Connecting to a PC is relatively simple and only takes a few seconds, most of which is spent initializing the USB devices plugged into the DOKO. Once that's done, you can interact with the PC just as you would if it were connected directly to the HDTV. Want to open an office application, surf the web, watch a movie, play a game, read email, or anything else? No problem. Everything your PC can do gets streamed to the HDTV via DOKO, at 1080p30. Lag in my experience wasn't bad either; NZXT quotes 15-80ms, depending on how you're connected, which brings up an interesting point: DOKO only has a Gigabit Ethernet connection; no WiFi. I suspect the latency over pure GbE will be extremely low – and the 30 FPS limitation becomes even more surprising – but if you connect over a wireless bridge then latency will certainly take a hit.

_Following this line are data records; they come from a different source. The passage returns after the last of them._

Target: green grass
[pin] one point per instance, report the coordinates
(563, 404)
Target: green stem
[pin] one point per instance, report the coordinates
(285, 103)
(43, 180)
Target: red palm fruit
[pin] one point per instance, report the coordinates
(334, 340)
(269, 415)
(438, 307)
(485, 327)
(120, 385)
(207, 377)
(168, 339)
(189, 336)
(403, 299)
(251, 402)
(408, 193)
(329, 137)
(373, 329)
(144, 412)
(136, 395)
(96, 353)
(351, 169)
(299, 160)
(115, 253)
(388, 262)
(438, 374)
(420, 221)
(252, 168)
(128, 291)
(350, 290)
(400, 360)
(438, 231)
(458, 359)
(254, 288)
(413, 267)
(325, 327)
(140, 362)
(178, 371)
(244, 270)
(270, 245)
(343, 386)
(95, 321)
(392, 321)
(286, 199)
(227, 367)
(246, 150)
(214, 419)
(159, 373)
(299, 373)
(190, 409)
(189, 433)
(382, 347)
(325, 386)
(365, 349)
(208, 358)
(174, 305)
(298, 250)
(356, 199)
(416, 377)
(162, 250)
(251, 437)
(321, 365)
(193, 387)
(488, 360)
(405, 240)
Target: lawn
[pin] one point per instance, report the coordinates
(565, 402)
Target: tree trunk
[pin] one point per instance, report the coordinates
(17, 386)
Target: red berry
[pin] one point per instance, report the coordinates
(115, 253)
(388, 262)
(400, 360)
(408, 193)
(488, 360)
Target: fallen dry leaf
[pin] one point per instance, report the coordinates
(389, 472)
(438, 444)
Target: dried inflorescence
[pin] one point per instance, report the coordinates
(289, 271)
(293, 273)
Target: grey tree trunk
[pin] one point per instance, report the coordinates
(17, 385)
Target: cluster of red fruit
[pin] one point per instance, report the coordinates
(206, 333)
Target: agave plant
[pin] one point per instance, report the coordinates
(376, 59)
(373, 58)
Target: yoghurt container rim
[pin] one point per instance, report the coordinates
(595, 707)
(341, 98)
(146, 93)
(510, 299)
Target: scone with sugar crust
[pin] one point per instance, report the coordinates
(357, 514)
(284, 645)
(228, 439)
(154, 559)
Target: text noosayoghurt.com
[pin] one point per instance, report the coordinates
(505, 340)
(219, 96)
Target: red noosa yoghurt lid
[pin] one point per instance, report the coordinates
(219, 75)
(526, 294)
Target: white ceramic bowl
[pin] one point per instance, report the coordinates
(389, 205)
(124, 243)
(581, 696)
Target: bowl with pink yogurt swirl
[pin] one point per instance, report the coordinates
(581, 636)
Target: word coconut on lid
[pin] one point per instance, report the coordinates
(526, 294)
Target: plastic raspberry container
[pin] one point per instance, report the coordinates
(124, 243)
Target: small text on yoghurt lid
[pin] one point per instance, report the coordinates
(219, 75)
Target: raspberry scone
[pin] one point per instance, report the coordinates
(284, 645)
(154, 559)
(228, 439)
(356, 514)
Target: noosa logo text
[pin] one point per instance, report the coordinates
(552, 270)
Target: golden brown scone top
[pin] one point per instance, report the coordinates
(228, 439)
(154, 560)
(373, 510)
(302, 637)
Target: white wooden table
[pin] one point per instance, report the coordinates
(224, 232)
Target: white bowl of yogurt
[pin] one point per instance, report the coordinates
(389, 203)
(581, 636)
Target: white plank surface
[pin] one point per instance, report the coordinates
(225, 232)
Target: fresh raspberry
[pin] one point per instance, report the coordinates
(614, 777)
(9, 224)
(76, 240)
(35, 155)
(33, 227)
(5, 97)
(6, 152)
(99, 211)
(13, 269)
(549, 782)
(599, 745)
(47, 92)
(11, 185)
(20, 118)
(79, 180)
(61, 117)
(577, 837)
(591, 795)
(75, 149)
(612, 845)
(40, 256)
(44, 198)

Let's finish off with a few specs, for those who are interested in the internal workings of the DOKO. It comes with a Wonder Media 8750 SoC, four USB 2.0 ports, and HDMI 1.3 output, Gigabit Ethernet, and a headphone jack. The DOKO box measures 108mm x 121mm x 29mm (WxDxH), and it weighs just 0.32kg – it's almost too light for wired devices, as the weight of a few cables could easily move the box around. Power is provided via a 12V 2.5A adapter, though I'd be surprised if the device uses anywhere near the maximum 30W that adapter can supply (unless you happen to have all four USB ports connected to relatively power hungry devices). The box also includes 256MB RAM and 2GB storage. The encoding/decoding of the 1080p30 signal is uses a licensed codec from a third party, I believe, but I didn't get the details – it does not at present utilize NVENC, Quick Sync, or any other form of hardware accelerated encoding as far as I am aware, which is likely a big part of the 30 FPS limitation.

As far as USB device support goes, DOKO currently supports most USB storage devices, plug-n-play keyboards/mice, wireless keyboards/mice (with a USB adapter), and the official Xbox 360 wired and wireless controller. Additional USB devices may function properly but are not guaranteed. DOKO does not currently support USB headsets or USB webcam devices, but NZXT is working on a firmware update that will bring support for both devices. DOKO has a support page with information on tested peripherals that should contain the latest information.

DOKO is an interesting idea, but that 30 FPS cap is going to turn away a lot of users. As someone that tests laptops, I can say that 30 FPS isn't the end of the world – especially a smooth and consistent 30 FPS – but by no means is it anywhere near ideal. NZXT may end up making a DOKO 2.0 with 1080p60 support and that would definitely help, but until/unless that happens the DOKO is going to be a niche product. If you want an easy way to connect to your PC from the living room and you can run Ethernet to the location (or have a WiFi bridge), it will get the job done, but only at 30 FPS. At least the pricing is reasonable, as $99 gets you a DOKO with support for as many PCs as you might have in your home. System requirements list a 1GHz of faster CPU, 512MB RAM, Gigabit Ethernet, and Windows 8 is recommended (though Windows 7 apparently works with sub-optimal performance).